Andrea Kannapell links to Katie Rogers’ profile of Meghan McCain in The New York Times, Meghan McCain, Forged in Her Father’s Image. Tweets Anna Schaverien, “I was so disappointed this morning to find related searches for Meghan McCain included ‘bikini,’ ‘sexy’ and ‘cleavage.’ If you're looking for an article on her eulogy that focuses on the person and her words, not her appearance, see @katierogers' article.” Plus, as Katerina Ang points out, “This NYT profile of @MeghanMcCain has a delightful Joy Behar quote.”
For more insight, turn to another daughter. Tom Walters calls Patti Davis’s op-ed for The Washington Post, “Touching and insightful; the daughter of one political icon reflects on the grief of another.” In her piece she writes, Meghan McCain and I shared our fathers with America, and America felt our grief, noting that, “For all the years that I resented America for claiming my father...I was so grateful to have the tears of a nation joined with ours as we laid my father to rest.”

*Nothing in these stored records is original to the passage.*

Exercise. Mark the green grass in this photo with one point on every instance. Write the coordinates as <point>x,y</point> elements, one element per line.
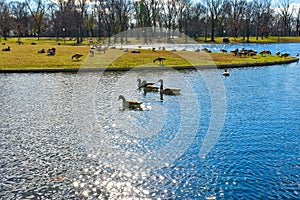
<point>187,58</point>
<point>26,57</point>
<point>271,39</point>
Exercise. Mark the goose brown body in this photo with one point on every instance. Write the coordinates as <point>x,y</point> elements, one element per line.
<point>144,83</point>
<point>168,91</point>
<point>131,104</point>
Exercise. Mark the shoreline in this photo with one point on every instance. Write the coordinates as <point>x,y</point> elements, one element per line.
<point>75,70</point>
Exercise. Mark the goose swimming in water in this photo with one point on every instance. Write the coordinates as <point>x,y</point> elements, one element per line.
<point>131,104</point>
<point>168,91</point>
<point>226,73</point>
<point>144,83</point>
<point>151,88</point>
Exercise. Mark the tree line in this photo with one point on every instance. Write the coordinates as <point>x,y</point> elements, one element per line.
<point>104,18</point>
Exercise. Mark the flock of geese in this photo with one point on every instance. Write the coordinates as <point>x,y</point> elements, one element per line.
<point>148,87</point>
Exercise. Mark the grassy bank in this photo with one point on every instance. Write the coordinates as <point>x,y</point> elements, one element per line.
<point>26,56</point>
<point>270,39</point>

Stop what you’re doing and read this
OK, “Seriously, read this. READ THIS! This story is amazing and beautiful and a blessing to your day. And it’ll blow your mind.” Jessica Shortall is talking about Sarah Spain’s piece for ESPN, which reveals The jaw-dropping story behind an NFL coach’s search for his family. Bob Cook says, “This story on @coachdmc and the twist in his search for his adoptive parents is amazing — and as an adoptee around his age, I feel every moment of his search.” We could tell you more about Kansas City Chiefs running back coach Deland McCullough’s quest to find his biological family, but we’re not going to spoil it for you. Just go read it. As David Haugh tweets, “Catching up to this @SarahSpain story. It’s one of those stop-what-you’re-doing-to-read stories. It’s worth the time. Tremendous job.”
A few more
As TV Seeks Diverse Writing Ranks, Rising Demand Meets Short Supply, writes Cara Buckley of The New York Times. But a lot of people are retweeting Ava DuVernay’s take on it: “Nah. Short supply if you aren’t truly looking, listening, learning. Short supply if you’re just calling agencies and then calling it a day. There is no short supply. There is no crisis here. Just the need for the industry to stop talking, but not walking.” Adds Priyanka Mattoo, “EYEROLL I’ll staff you five great comedy writers and five great drama writers RIGHT NOW just pay attention. And enough with announcing diversity initiatives with zero follow through.”
Meanwhile, “Go ahead and luxuriate in the million-dollar earrings and private jets of ‘Crazy Rich Asians.’ Singaporeans would like you to know that in reality, things here can get even richer and even crazier.” Shashank Bengali links to his piece in The Los Angeles Times, How famously uptight Singapore become a playground for Asia’s ‘crazy rich.’
Jason Lemon of Newsweek reports, Paul McCartney Once Saw God During a Drug Trip And Claims It Looked Like a ‘Massive Wall.’ (That’s “British singer Paul McCartney,” as the piece clarifies, in case you weren’t familiar.)
And finally, today, Marc Silver, editor of NPR’s Goats and Soda blog, caved in and took a goat yoga class. The verdict: Goat Yoga Is ‘Preposterous’ Says Goat Yoga Teacher. It’s Also ... Terrific!